Ao todo, foram cumpridas 15 ordens judiciais na Operação Tu Quoque , sendo quatro mandados de prisão preventiva e 11 de busca e apreensão domiciliar nas cidades de Pontes e Lacerda e Várzea Grande. Também foram determinadas medidas de restrição de veículos e bloqueios de contas bancárias dos investigados, que somam até R$ 2,5 milhões.

Segundo a Polícia Civil, o grupo investigado atuava no roubo de drogas escondidas por facções criminosas na região de fronteira. Depois da subtração, os entorpecentes eram levados para a Baixada Cuiabana, onde eram redistribuídos e comercializados por integrantes de outra facção.
As investigações são conduzidas pela Delegacia de Pontes e Lacerda, com apoio da Coordenadoria de Operações e Recursos Especiais (Core) e da Delegacia Especializada de Repressão a Narcóticos (Denarc).

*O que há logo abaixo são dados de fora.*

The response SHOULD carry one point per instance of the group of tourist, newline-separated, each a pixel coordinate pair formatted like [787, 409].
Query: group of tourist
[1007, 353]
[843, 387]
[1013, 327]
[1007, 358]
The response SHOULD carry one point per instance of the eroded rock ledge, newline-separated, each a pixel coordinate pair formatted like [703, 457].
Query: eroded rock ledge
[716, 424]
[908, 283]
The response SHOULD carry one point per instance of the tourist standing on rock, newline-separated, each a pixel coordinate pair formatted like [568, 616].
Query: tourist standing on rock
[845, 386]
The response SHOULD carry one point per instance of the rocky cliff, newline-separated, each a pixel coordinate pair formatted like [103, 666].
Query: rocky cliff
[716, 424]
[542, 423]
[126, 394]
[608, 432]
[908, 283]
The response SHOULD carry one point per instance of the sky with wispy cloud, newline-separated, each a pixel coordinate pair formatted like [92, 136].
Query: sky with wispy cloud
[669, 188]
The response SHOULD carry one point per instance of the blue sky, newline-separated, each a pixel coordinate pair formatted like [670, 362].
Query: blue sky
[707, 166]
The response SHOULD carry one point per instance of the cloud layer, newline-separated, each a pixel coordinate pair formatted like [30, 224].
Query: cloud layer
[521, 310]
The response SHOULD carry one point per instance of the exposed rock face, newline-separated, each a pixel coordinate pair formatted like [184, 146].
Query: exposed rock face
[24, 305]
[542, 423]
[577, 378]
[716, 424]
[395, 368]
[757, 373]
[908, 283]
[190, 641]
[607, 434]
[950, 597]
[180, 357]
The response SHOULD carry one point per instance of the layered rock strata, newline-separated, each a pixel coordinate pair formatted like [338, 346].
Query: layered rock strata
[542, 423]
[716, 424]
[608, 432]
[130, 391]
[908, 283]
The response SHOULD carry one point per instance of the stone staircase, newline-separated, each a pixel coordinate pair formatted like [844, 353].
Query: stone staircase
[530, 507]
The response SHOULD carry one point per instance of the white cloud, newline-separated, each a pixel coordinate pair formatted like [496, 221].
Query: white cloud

Conforme a investigação, o esquema funcionava em dois núcleos. Um deles era responsável por identificar e monitorar locais utilizados como depósitos de drogas por facções criminosas na região de fronteira.
Já o segundo grupo saía da Capital em direção a Pontes e Lacerda para executar os roubos dos entorpecentes e fazer o transporte da droga até a região metropolitana.
Segundo a Polícia Civil, o policial militar investigado era responsável por coordenar a retirada dos entorpecentes dos esconderijos e separar a droga que seria distribuída por outros integrantes da organização criminosa.
A descoberta do esquema ocorreu após a prisão de um dos envolvidos. A partir disso, a Polícia Civil identificou outros suspeitos e descobriu a atuação do grupo no roubo de drogas entre facções rivais.

Além dos crimes de roubo e tráfico, os investigadores apontaram indícios de lavagem de dinheiro por meio de movimentações bancárias envolvendo familiares, empresas de fachada e casas de apostas.
Polícia Militar diz que acompanha operação
Em nota, a Polícia Militar informou que a Corregedoria-Geral acompanha o cumprimento dos mandados de prisão e busca e apreensão contra o militar investigado.
A corporação também afirmou que será instaurado um procedimento administrativo para apurar o caso e destacou que “não coaduna com qualquer tipo de crime cometido por seus integrantes”.
A Operação Tu Quoque integra a sexta fase da Operação Narke, da Rede Nacional de Unidades Especializadas de Enfrentamento do Narcotráfico (Renarc), coordenada pelo Ministério da Justiça e Segurança Pública.